À El Hamra, dans la région de Sfax (est du pays), plusieurs campements de fortune des migrants subsahariens vivant dans les oliveraies de la région ont été démantelées la semaine passée par la Garde nationale.
Dans un campement à El Hamra, quelques centaines de migrants subsahariens sont revenus s’installer après avoir été chassés par les autorités lundi 22 avril. Les autorités ont justifié ces évacuations par le fait que certains migrants auraient dégradé des biens agricoles dans certains endroits, créant des tensions avec la population avoisinante. Les résidus du campement jonchent encore le sol, brûlés et détruits. Richard, un Camerounais, dit avoir été blessé dans la cohue : « Je vois un groupe sortir de nulle part en train de courir avec des machettes, comme s’ils étaient en train de fuir quelqu’un. Je me tourne pour regarder dans l’autre sens, je vois une balle sortie de nulle part. »

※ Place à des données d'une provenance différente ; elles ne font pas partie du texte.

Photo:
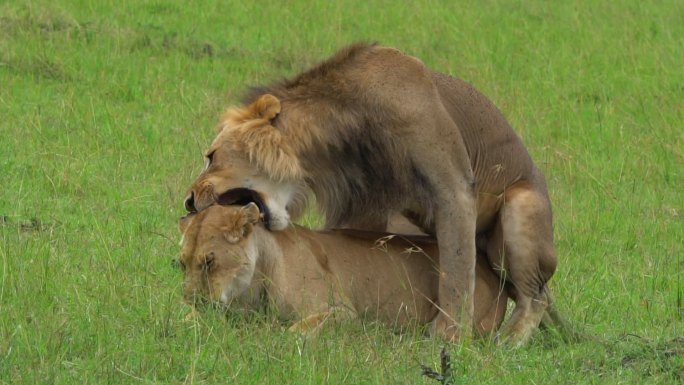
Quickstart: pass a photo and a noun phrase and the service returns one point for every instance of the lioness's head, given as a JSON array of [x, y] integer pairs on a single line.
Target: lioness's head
[[217, 258], [249, 155]]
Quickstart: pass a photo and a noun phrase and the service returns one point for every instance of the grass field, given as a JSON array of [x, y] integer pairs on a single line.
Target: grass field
[[105, 108]]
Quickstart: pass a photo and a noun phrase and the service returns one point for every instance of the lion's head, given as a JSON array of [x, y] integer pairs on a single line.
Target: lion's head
[[249, 156], [217, 257]]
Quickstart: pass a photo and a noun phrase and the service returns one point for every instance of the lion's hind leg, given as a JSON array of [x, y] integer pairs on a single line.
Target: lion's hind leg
[[521, 247]]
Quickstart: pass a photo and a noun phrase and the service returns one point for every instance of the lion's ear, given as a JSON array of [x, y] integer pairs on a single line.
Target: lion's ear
[[266, 107], [251, 212]]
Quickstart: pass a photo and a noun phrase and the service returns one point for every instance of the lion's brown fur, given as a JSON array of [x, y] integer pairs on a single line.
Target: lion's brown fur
[[304, 273], [371, 132]]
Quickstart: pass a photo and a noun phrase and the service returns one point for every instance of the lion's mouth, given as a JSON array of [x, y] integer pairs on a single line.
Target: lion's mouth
[[242, 196]]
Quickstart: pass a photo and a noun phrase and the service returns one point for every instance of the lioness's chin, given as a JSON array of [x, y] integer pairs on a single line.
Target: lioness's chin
[[279, 220]]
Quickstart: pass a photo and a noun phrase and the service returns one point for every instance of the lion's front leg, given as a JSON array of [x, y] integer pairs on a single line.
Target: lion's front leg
[[455, 222]]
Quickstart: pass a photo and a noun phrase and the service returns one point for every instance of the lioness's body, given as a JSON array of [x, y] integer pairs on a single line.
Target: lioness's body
[[372, 132], [307, 274]]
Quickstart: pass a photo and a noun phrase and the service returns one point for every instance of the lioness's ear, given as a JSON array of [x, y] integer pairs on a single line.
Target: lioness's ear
[[251, 212], [266, 107], [184, 222]]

Selon plusieurs témoignages, un groupe d’Ivoiriens avec des armes blanches aurait essayé d’en découdre avec les autorités et c’est leur fuite qui aurait ensuite provoqué des échauffourées dans leur campement. Plusieurs migrants ont accroché leurs sac à dos aux oliviers, prêts à fuir de nouveau. Salvador, Camerounais, dit n’avoir nulle part où aller : « Nous ne sommes pas prêts à partir. C’est pas la première fois, en novembre nous avons eu une attaque de la même sorte, on est pas parti, jusque-là nous sommes toujours là. »
Un quotidien difficile pour les habitants
À El Hamra, diverses nationalités sont présentes. Guinéens, Maliens, Burkinabè, Camerounais. Tous attendent de pouvoir traverser la Méditerranée, certains depuis des mois, d’autres qui viennent d’arriver comme Diallo, un Guinéen de 25 ans. Il est passé par la frontière algérienne en début d’année, a tenté une traversée en mer depuis Sfax et s’est fait intercepté par les garde-côtes tunisiens. Puis il a été emmené dans un bus avec d’autres et refoulé à Tébessa dans le désert algérien. Il est finalement revenu à El Hamra pour tenter un autre départ mais il ne s’attendait pas aux évacuations de force la semaine passée. Aujourd’hui, il vit dans la crainte d’être à nouveau réprimé par les autorités tunisiennes.
« On les attend parce que chaque jour, ils peuvent venir, chaque jour, chaque heure donc nous on est là. Les gens ne construisent même pas où dormir. On dort à ciel ouvert, à la belle étoile. Parce que quand tu fais quelque chose, ils viennent, ils détruisent. Même la nourriture, quand ils viennent, ils détruisent. Ils fouillent les poches, les habits, pour attraper les téléphones et vérifier s’il y a de l’argent… c’est ce qu’on subit. Moi en tant que musulman, quand je viens dans un pays où il y a des musulmans, je pense que je n’aurai pas de problèmes si je ne crée pas de problèmes. Beaucoup de personnes pensent aussi ça. Mais ici, là, c’est vendredi donc même si tu as envie d’aller à la mosquée, prier là-bas, tu risques d’être attrapé par la police, par la Garde nationale. »
La plupart attendent de pouvoir prendre la mer vers l’Europe comme en témoignent des restes de bateaux en fer aux abords du campement.
Mais pour les agriculteurs qui habitent juste à côté de l’oliveraie, la situation devient intenable, comme l’explique Houda Slimene, une agricultrice : « Ils tapent le soir à ma fenêtre et me demandent à manger. Ils m’ont enlevé la moitié des tuyaux d’irrigation dans mon champs ainsi que des piquets que j’avais mis pour mes brebis. Je ne sais plus quoi faire, c’est pas possible, je n’arrive même plus à planter mes légumes. »
Ils seraient environ 20 000 migrants à vivre dans ces camps depuis des mois. Certains y sont depuis la mi septembre, après avoir été forcés par les autorités de quitter le centre-ville de Sfax.